Can we all agree that the basic care and development of America’s children—yes, every single one of them—is a cardinal virtue that should live unbothered by race, class, geography, ideology and partisanship? And if publicly funded education systems are the single most powerful investments we make as a society to fulfill our responsibility of raising healthy kids into capable adults, shouldn’t politicos of all stripes share a good-faith policy agenda to advance our goals?
Yes, this is another lamentation about the passing away of the once-beloved bipartisanship in education reform policy. It was beautiful while it lasted. I’m sorry it died.
Now what?
Leading Democrats running for president have all but said they will outlaw school choice, charter schools and parent power—a promise likely to unjustly trap millions of kids on the margins in education dead zones where their great potential will be lost to poor preparation.
Across the aisle, Republicans have become unlikely supporters of handing over $700 billion annually to public schools with no accountability, standards or expectations. It’s a gold medal recipe for an education system that is mostly a jobs program for government workers who fight harder for their own rights than they do for better student outcomes.
The left will say their opponents are hell-bent on “destroying” public education, which causes them to incessantly shout “save our schools” rather than “save our kids who are in schools.” For their part, the right will say liberals will stop at nothing to defend the unionized teachers who act as a solid voting block for the Democrat party. That’s true.
Lost in the volley are parents who only want their children to have a fair shot at succeeding in work and life.
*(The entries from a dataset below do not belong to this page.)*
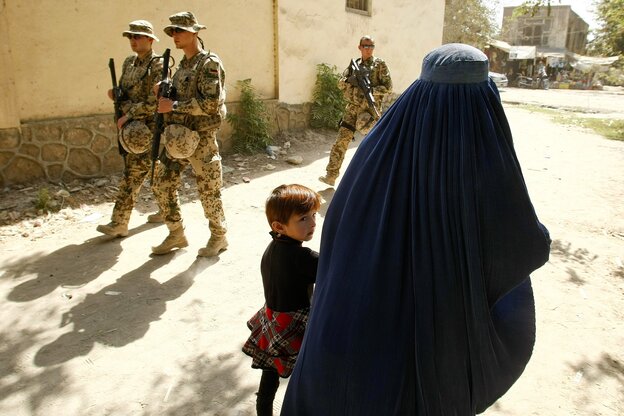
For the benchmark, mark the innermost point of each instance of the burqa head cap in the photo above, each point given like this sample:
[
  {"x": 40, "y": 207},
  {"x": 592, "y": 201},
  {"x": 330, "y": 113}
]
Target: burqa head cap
[{"x": 455, "y": 63}]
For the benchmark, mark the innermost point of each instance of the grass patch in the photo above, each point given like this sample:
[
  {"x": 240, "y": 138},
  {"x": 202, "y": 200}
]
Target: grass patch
[{"x": 607, "y": 127}]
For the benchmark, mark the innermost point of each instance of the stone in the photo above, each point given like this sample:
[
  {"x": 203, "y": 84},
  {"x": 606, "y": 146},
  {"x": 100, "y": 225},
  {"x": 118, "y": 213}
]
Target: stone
[
  {"x": 53, "y": 152},
  {"x": 23, "y": 170},
  {"x": 46, "y": 133},
  {"x": 9, "y": 139},
  {"x": 5, "y": 157},
  {"x": 102, "y": 143},
  {"x": 112, "y": 162},
  {"x": 295, "y": 160},
  {"x": 55, "y": 172},
  {"x": 83, "y": 162},
  {"x": 78, "y": 137},
  {"x": 31, "y": 150}
]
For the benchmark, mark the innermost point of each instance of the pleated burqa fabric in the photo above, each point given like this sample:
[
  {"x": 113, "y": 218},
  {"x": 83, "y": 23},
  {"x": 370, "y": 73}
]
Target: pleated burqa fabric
[{"x": 423, "y": 303}]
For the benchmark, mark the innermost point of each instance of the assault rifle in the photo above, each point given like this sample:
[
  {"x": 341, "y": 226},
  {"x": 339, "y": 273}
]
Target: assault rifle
[
  {"x": 359, "y": 77},
  {"x": 117, "y": 97},
  {"x": 165, "y": 90}
]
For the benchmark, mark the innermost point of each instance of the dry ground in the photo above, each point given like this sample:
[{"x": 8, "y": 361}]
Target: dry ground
[{"x": 96, "y": 326}]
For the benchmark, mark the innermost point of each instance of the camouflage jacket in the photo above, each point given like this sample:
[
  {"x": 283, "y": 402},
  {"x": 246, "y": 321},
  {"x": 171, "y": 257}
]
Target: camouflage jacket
[
  {"x": 200, "y": 92},
  {"x": 138, "y": 77},
  {"x": 379, "y": 78}
]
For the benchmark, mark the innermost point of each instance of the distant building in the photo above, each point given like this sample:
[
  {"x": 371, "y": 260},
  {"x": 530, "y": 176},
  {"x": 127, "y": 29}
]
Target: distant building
[{"x": 560, "y": 31}]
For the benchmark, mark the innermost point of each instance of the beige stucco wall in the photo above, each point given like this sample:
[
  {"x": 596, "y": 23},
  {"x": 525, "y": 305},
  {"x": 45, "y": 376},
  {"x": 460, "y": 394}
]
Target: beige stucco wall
[
  {"x": 56, "y": 120},
  {"x": 323, "y": 32},
  {"x": 55, "y": 53}
]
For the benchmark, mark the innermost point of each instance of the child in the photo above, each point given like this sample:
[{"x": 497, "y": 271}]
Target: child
[{"x": 288, "y": 274}]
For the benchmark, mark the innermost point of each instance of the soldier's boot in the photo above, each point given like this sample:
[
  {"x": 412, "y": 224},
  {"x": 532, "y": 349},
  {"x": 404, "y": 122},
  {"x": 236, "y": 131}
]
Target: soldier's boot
[
  {"x": 329, "y": 180},
  {"x": 215, "y": 245},
  {"x": 156, "y": 218},
  {"x": 113, "y": 229},
  {"x": 175, "y": 239}
]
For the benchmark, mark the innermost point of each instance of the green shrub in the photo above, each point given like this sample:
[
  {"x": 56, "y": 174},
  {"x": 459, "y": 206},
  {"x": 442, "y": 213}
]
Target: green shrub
[
  {"x": 250, "y": 126},
  {"x": 328, "y": 102}
]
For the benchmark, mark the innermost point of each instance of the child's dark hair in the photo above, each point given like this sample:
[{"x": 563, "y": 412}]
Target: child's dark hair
[{"x": 286, "y": 200}]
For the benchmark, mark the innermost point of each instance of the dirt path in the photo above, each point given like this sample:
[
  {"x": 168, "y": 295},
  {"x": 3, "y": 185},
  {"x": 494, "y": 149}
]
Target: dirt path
[{"x": 94, "y": 326}]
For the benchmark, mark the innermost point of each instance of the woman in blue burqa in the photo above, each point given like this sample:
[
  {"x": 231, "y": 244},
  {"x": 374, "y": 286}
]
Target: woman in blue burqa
[{"x": 423, "y": 304}]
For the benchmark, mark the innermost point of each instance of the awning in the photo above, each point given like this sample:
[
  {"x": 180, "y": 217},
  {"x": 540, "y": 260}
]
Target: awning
[
  {"x": 591, "y": 63},
  {"x": 522, "y": 52},
  {"x": 499, "y": 44}
]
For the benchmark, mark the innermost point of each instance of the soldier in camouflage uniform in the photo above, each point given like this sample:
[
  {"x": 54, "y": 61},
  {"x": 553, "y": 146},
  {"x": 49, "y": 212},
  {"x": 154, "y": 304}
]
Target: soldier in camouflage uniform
[
  {"x": 193, "y": 117},
  {"x": 140, "y": 72},
  {"x": 358, "y": 115}
]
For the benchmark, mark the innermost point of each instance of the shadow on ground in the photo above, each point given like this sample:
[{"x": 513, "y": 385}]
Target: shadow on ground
[
  {"x": 119, "y": 313},
  {"x": 68, "y": 267}
]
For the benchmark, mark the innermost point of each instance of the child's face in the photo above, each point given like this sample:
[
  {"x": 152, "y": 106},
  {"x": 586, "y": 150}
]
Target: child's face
[{"x": 299, "y": 226}]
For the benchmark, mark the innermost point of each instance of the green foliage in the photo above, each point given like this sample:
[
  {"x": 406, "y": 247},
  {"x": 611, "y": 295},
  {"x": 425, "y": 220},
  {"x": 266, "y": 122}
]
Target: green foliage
[
  {"x": 609, "y": 39},
  {"x": 250, "y": 127},
  {"x": 328, "y": 101},
  {"x": 468, "y": 21},
  {"x": 43, "y": 199},
  {"x": 614, "y": 76}
]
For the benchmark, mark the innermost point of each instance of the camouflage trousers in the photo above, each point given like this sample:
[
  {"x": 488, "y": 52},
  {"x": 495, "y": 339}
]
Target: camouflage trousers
[
  {"x": 351, "y": 121},
  {"x": 206, "y": 163},
  {"x": 137, "y": 168}
]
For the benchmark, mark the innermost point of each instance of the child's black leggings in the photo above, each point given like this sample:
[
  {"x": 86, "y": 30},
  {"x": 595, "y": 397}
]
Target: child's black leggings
[{"x": 269, "y": 382}]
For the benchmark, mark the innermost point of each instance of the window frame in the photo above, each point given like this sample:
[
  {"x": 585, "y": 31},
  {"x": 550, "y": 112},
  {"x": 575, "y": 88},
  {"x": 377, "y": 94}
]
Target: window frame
[{"x": 367, "y": 12}]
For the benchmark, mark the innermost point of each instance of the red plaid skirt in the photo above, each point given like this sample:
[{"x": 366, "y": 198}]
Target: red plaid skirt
[{"x": 275, "y": 339}]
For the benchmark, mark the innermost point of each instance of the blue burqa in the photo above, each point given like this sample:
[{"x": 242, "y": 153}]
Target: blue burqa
[{"x": 423, "y": 303}]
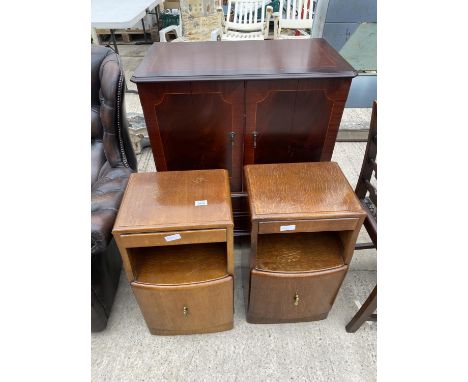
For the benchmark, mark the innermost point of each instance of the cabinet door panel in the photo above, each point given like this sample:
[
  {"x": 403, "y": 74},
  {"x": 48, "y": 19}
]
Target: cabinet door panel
[
  {"x": 293, "y": 120},
  {"x": 196, "y": 126}
]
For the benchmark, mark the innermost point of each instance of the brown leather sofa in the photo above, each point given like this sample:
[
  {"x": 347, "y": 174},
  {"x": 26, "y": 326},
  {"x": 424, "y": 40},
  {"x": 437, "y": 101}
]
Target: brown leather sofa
[{"x": 112, "y": 162}]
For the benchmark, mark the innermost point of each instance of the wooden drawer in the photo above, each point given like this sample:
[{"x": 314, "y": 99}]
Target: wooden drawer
[
  {"x": 273, "y": 295},
  {"x": 173, "y": 238},
  {"x": 186, "y": 309},
  {"x": 348, "y": 224}
]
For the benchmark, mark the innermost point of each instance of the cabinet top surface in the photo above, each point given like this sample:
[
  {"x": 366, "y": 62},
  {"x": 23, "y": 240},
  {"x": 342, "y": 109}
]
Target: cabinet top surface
[
  {"x": 300, "y": 191},
  {"x": 175, "y": 200},
  {"x": 228, "y": 60}
]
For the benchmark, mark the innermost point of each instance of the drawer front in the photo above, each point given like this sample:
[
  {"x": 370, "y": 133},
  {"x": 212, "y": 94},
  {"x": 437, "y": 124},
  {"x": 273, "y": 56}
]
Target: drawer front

In a politically, religiously and ideologically diverse country we’ll always disagree on some fundamentals in education. We may never fully agree on how public schooling should be shaped, what it should offer, who should run it, what it should teach, how its money should reach the children who drive its investments. But these are system-centric concerns that miss the point. While we argue (stupidly, in my opinion) about the education bureaucracy, its budgets and its army of employees, we lose sight of the fact that [pullquote]education is deeply personal, must be done with the consent of the pupil and their guardian, and isn’t worth much if graduates aren’t able to pursue meaningful work when they exit the K-12 system.[/pullquote] On that last point, only 3% of Americans believe high schools excel at preparing students for college, and only 5% believe students are prepared for work.
Political polarization isn’t new. We’ve seen it before and we’ll see it again. In education, however, we may be more frayed than in the past. The need for commonsense policymaking has never been greater. It’s clear we desperately need to return to the question of “how are the children,” and start defining our leaders by their capacity to unite us around solutions.
[pullquote]Can those leaders build a new coalition, a nonpartisan one that loves children more than it hates its opponents?[/pullquote]
Can they attract people of good faith, high integrity and sharp policy skills—across the spectrum of beliefs—to fight for an education system that is student-centered, results-focused, properly supported and transparently monitored?
Can they put away childish squabbles and be the adults we deserve our leaders to be?
If we love our children as more than props in labor disputes, more than pawns in ideological struggles, and more than nameless, faceless units in classrooms, we will find a way to work with those we differ with politically but agree with on one cardinal truth: the unsurpassable worth of every child.
Chris Stewart is the Chief Executive Officer of brightbeam. He was named CEO in April 2019, after formerly serving as chief executive of Wayfinder Foundation. He is a lifelong activist and 20-year supporter of nonprofit and education-related causes. In the past, Stewart has served as the director of outreach and external affairs for Education Post, the executive director of the African American Leadership Forum (AALF), and an elected member of the Minneapolis Public Schools Board of Education where he was radicalized by witnessing the many systemic inequities that hold our children back. In 2007 Chris was elected to the Minneapolis Public Schools Board of Education. In that role, he helped establish the Office of New Schools, an area of the Minneapolis Public Schools to implement school reform strategies. At the same time he created the Equity and Achievement Committee, authored a board-level “Covenant with the African American Community,” and advocated safe, orderly, and rigorous schools that prepare students for the real world. In 2011, Chris organized community members for two campaigns in Minnesota: Action For Equity, a grassroots effort to spur innovation in family and education policy at the state level, and the Contract for Student Achievement, a coalition of community organizations working to achieve greater flexibility for underperforming schools through changes to Minneapolis’ teachers’ contract. Since 2009 Chris has been president and principal with Yielding Assets, LLC, a grassroots consultancy helping government, nonprofit, and foundation clients create self-sustaining, social good projects. Chris serves as chair of the board of SFER’s Action Network and also serves on the board of Ed Navigators. Chris blogs and tweets under the name Citizen Stewart. He is based in the Minneapolis area. In August 2017, Chris came together with more than 40 other African-American parents, students and teachers to talk about the Black experience in America’s public schools. These conversations were released as a video series in Getting Real About Education: A Conversation With Black Parents, Teachers and Students.